I went to PyCon 2016 on 9/20 and 21st.
I was listening to the talk while looking for the subject of studying Python3 for various reasons, but Introduction to Web crawlers made with Python The "** Scrapy **" introduced in was seemingly interesting, and it was just compatible with Python3, so I decided to make a crawler with Python3.
Click here for the video of the talk
――I like the way of touching and understanding rather than theory, so it's a lot of miscellaneous things. ――Because it is illiterate, I think it will be difficult to understand. ――For that reason, I think there are many things that make you want to read it, but please understand!
--I made a ramen map with Scrapy and Django. --Scrapy Easy & Interesting.
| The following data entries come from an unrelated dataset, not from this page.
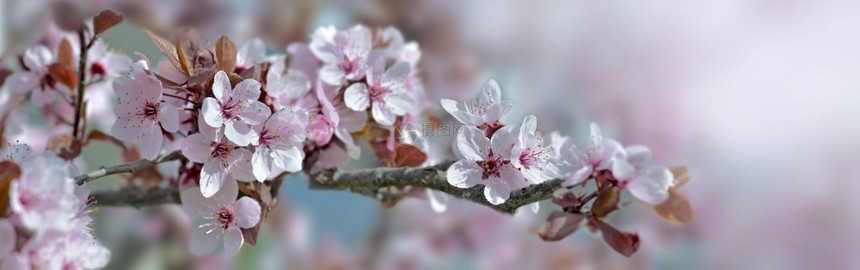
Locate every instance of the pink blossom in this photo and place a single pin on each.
(485, 162)
(219, 216)
(280, 143)
(532, 156)
(141, 114)
(346, 54)
(36, 79)
(485, 110)
(237, 109)
(222, 160)
(638, 174)
(385, 93)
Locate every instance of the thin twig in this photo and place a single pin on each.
(127, 168)
(431, 177)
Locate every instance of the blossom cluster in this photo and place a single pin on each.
(509, 157)
(47, 223)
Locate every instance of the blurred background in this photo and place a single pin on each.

Be careful about the dosage. ――Python3 is quite so!
This time, I fetched the name of the ramen shop near the company **, the score **, and the ** coordinates ** from the ** tabelog ** with Scrapy, and it's not fun just to fetch them, so on Google Map I tried plotting on a map at once using Javascript API. (It has been confirmed that crawling is not prohibited in the tabelog ** robots.txt ** just in case)
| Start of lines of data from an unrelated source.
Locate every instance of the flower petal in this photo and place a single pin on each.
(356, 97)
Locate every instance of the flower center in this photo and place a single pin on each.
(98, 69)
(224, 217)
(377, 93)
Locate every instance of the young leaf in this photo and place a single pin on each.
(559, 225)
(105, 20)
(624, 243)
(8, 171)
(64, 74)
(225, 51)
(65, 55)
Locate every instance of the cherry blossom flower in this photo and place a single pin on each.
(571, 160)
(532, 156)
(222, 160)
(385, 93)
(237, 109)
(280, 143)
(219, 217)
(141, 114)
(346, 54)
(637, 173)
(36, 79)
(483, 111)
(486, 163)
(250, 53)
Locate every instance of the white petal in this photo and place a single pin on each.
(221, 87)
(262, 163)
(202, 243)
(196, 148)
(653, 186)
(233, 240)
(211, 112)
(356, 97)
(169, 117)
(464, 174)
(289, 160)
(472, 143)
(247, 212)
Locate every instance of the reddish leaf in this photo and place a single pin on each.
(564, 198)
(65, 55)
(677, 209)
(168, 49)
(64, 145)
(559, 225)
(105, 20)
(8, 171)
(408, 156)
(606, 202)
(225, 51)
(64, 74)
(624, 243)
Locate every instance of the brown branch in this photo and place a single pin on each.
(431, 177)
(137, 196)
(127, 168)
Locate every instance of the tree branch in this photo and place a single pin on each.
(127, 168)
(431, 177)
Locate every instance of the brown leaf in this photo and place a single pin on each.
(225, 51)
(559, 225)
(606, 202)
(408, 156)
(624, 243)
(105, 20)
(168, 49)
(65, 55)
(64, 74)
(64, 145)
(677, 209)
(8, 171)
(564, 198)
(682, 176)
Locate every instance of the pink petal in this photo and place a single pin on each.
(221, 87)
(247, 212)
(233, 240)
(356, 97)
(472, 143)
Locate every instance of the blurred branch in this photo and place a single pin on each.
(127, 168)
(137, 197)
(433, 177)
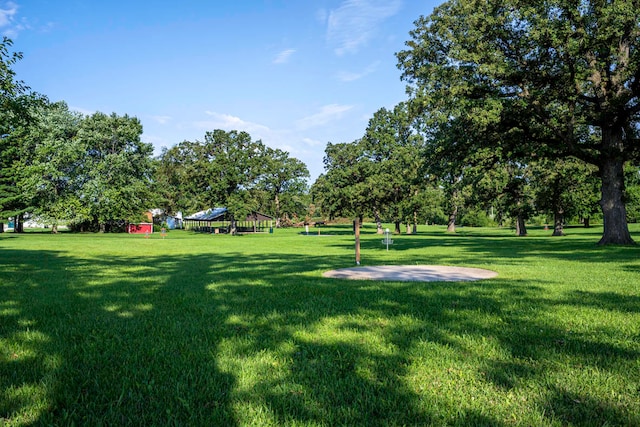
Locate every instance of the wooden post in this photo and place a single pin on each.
(357, 232)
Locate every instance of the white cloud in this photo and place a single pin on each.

The configuration is simple.
The flow is like this ① Use Scrapy to fetch ** store name **, ** points **, and ** latitude / longitude ** from ** tabelog **. ② Save the store information in a file. ③ Access the server from a browser. ④ django (+ djang-gmapi) reads the shop information, embeds it in the Jinja template so that it calls the Javascirpt API, and returns it. ⑤ Display Google Map with Javascript.
It turned out to be something like this! (The number of cases has been reduced to 1/5 for easy viewing.) Markers are red when the score is 3.5 or more, white when the score is 3.0 or less, and yellow in between.
As expected, there are many ramen shops with high scores in front of Ogikubo and Koenji stations ...! There is a shop just a short walk from Nakano station.
I'm crawling and scraping like this.
You can get the "store name" and "points" from the list displayed by 20 items, but only the "latitude and longitude" I can only get it from the detailed information of each store, so I will get it from there. After finishing from 20 cases, I will go to get the next 20 cases.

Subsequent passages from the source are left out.